There are two main actions I took that helped me to kick this habit:
- Switching from a phone to a real alarm clock. When I used the alarm on my phone, it was too easy to roll over and scroll through email after I shut off the alarm. Now I have a clock placed on the opposite wall so I have to get up to turn off the clock’s buzzer and I don’t go near my phone.
- Making sure I have quiet time before I touch electronics. Toward the end of the year, I tried to fit in quiet, soulful activities to start the day with. It started with reading and journaling, but now I listen to sermon podcasts every morning and jot down notes while I eat my breakfast. I still wrestle with some guilt about not working on my business right away in the morning but this reflective time helps me get in a good head space before I jump into my inbox.
Be careful of who you welcome into your support system
Earlier this year, I let someone from my business circle into my most intimate support system that in hindsight I shouldn’t have. We had a fast friendship, becoming extremely close in a short period of time, but then she left my life as quickly as she had come in it.
For a while, I felt pretty abandoned and lost. While I had friends who had grown distant at different times in my life before, this was the first time it happened in the wild world of online business.

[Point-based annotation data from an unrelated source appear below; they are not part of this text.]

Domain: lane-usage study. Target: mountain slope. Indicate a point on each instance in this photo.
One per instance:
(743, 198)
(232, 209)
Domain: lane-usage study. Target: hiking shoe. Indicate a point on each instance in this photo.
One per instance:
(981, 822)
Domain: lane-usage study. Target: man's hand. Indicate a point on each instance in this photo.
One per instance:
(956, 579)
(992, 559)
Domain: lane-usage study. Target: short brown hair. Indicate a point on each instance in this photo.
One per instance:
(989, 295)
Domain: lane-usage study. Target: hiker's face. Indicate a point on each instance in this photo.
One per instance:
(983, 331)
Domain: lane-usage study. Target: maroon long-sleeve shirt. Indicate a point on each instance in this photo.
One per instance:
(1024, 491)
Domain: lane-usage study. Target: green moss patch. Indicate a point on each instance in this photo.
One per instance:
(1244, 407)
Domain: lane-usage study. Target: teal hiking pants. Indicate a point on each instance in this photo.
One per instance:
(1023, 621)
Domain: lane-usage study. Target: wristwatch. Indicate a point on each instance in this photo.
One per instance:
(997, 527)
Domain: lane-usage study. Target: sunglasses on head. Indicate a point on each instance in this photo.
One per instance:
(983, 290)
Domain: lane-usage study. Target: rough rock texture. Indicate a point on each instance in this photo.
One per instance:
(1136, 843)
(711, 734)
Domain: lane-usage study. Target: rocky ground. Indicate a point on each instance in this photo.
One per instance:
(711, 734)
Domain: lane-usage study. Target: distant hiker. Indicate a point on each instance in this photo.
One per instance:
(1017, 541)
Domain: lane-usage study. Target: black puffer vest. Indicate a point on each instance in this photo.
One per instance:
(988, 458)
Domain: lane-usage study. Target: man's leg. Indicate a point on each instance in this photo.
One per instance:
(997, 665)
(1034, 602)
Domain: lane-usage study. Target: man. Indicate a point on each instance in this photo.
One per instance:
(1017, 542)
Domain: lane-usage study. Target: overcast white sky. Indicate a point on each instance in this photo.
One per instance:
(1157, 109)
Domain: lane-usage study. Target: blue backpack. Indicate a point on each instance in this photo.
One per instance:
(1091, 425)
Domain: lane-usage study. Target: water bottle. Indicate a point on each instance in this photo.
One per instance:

I learned a valuable lesson though: people need to earn their way into your support system. Also, that trust needs to be built up over time so you can discover who truly cares about you. The silver lining is that the experience helped me become more grateful for my family and long-time friends who continue to support me. I’m so thankful for that.
There’s a time to DIY and a time to hire a professional
I’ve been a DIYer for as long as I can remember. I love having my hands on all of my projects and feeling skilled in different areas of my business. While it’s gotten me pretty far with my personal brand, I’ve hit a point where things are growing beyond my own capabilities.
Because I’m making an exciting transition in 2017 (more details soon!), I’m confident it’s time to hire some pros that *really* know what they’re doing in the visual department. I’ll still be behind all of the written content of my website naturally, but it’s time to give my visual brand identity a facelift. I can’t wait to share more next month!
And cheers to you, my friend!
All the work you put into your brand really shows. I’d love to hear more about how 2016 shaped up for you and what you’ve learned this year in the comment section below.